01-26-08: Rugyboogie
Local retailers are advertising their HD DVD players for $99 plus get 3 movies for free. At this price point you know who is going to buy this price. The local A&B Sound says that they have sold over 300 in just 2 days. Maybe it is not too late for HD DVD.
The missing piece of this puzzle is that owners of HD DVD players need to pressure the video vendors to carry the HD DVD titles. There are almost as many titles available in HD DVD as there are in Blu-ray, but you'd never know it from a visit to your local Blockbuster, Wal-Mart, Sam's Club, or Target (who, to be fair, carries a decent selection). If there is a formidable demand for HD DVD software, the vendors will realize that their attempt to manipulate consumer preference is costing them money and will stock them.
From there, if big vendors such as Blockbuster and Wal-Mart pressured Warners and others to continue making HD DVD transfers, I'd think they'd have to listen.

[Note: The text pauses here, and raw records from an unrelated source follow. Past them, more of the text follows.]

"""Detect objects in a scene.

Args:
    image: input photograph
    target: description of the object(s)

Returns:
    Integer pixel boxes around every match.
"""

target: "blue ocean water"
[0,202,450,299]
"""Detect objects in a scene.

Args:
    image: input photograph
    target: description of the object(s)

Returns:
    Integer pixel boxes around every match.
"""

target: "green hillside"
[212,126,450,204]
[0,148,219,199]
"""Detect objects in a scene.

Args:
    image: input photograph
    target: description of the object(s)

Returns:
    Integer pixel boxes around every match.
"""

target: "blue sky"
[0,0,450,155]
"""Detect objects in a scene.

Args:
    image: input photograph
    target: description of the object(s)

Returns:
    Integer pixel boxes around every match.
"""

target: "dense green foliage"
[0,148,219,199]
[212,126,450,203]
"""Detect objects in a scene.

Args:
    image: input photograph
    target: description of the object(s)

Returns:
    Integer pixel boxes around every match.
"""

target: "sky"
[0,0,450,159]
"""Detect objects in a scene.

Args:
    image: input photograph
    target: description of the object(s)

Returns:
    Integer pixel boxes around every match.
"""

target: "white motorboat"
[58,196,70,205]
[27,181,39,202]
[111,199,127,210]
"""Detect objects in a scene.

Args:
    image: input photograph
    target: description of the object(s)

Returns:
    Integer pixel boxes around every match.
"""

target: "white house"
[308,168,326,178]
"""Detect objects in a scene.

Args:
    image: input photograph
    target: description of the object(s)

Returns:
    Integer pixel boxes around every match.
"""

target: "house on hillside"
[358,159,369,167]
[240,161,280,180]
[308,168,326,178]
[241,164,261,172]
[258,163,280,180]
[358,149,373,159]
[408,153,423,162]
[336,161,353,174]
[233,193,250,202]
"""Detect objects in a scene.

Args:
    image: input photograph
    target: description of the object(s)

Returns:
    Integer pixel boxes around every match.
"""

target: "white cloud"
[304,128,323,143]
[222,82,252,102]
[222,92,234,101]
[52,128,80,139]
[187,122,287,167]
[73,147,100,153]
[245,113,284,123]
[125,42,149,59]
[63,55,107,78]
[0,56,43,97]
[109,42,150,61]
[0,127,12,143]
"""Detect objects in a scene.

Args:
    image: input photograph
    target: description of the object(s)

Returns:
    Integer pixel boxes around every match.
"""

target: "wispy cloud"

Such a consumer revolt would be sensible: After all, you can get into HD DVD for $99-128. For that price, you get HD DVD with ethernet port for upgrades and web-based interactive features, HDMI 1.3, ability to decode the lossless audio codecs, and many discs that feature TrueHD and interactive features. For $100 more you add 1080p/24 vido output, and 5.1 analog output of decoded hi-res soundtracks. Even a $1500 Blu-ray player doesn't offer all that, and the Blu-ray adopters will have to wait a year or so to get them (assuming the development pace doesn't slow down with less competition from HD DVD). And unless their machine is a PS3, they'll have to buy another machine to get those features.
Right now, my local Sam's Club carries the Toshiba HD-D3, but only carries three HD DVD titles vs. at least 50 Blu-ray. That's just wrong. And no, it's not beause they can't keep HD DVD in stock, it's because they're only stocking the HD DVD titles that are too big to ignore--Shrek the Third, Bourne Ultimatum, and Transformers.